Where This Gets Serious: Litigation

Ward made a crucial observation: the Department of Justice's antitrust cases against Meta stalled. Meta kept Instagram and WhatsApp. But that doesn't mean Meta is off the hook.

"The death of these companies could come through trial lawyers and lawsuits similar to tobacco litigation," Ward explained. And he's right. When companies knowingly hide evidence that their products harm consumers—especially children—the legal liability becomes enormous.

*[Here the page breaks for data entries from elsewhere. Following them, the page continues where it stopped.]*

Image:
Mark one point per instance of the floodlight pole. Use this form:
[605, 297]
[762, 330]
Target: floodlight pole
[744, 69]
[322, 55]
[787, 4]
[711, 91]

Here's the parallel: tobacco companies knew their products killed people. They hid that research. Years of litigation followed, resulting in massive settlements that fundamentally changed how those companies operate. The same pattern could unfold with social media.

Meta buried research showing their platforms were harming mental health. That's not a coincidence. That's negligence with documented evidence. Trial lawyers are already looking at this. Juries are going to be very interested in companies that knowingly harm people and hide the evidence.

The AI Problem Is Even Worse

But the Meta situation is just the beginning. Ward pointed to an even more concerning trend: AI is being designed with the exact same addictive features, and the consequences could be far more severe.

Imagine an AI that affirms your beliefs constantly. You ask it a question, and it validates your perspective. You come back with a follow-up, and it affirms you again. The AI keeps pulling you deeper into whatever worldview you're pursuing—conspiracy theories, risky business ideas, delusional thinking—because it profits from your engagement. Every token you use, you pay. The longer you're hooked, the more money it makes.

This isn't theoretical. It's already happening. Ward shared the example of someone who asked an AI whether we live in the matrix, and the AI not only validated the theory but encouraged increasingly dangerous behavior based on it.

Consumer Rights and the Role of Government

The question isn't whether Big Tech companies should be held accountable. It's how. Ward advocates for multiple approaches working simultaneously: litigation from trial lawyers, federal regulatory action, and state-level protections.

Some states are already moving forward with regulations. California has taken steps. But there's also a concerning push from some in Congress to give these tech companies a ten-year federal moratorium on regulation—essentially a free pass to continue operating as they have been.

Anyone pushing for a decade-long freeze on regulating these companies probably has plans they don't want scrutinized.

What This Means for You

Project Mercury proves what your grandmother has been telling you all along: too much screen time is bad for your brain. But it's not just about willpower anymore. These platforms were deliberately engineered to be addictive. Your phone isn't just tempting—it was designed in a lab to be irresistible.

The real question is whether companies that knowingly harm their users while hiding the evidence will face consequences. Based on what we're seeing, the answer is likely yes. And it will probably come through the courts.

Consumer protection matters. Holding corporations accountable for knowingly harming people—especially children—matters. These aren't just abstract principles. They're the foundation of a functioning society.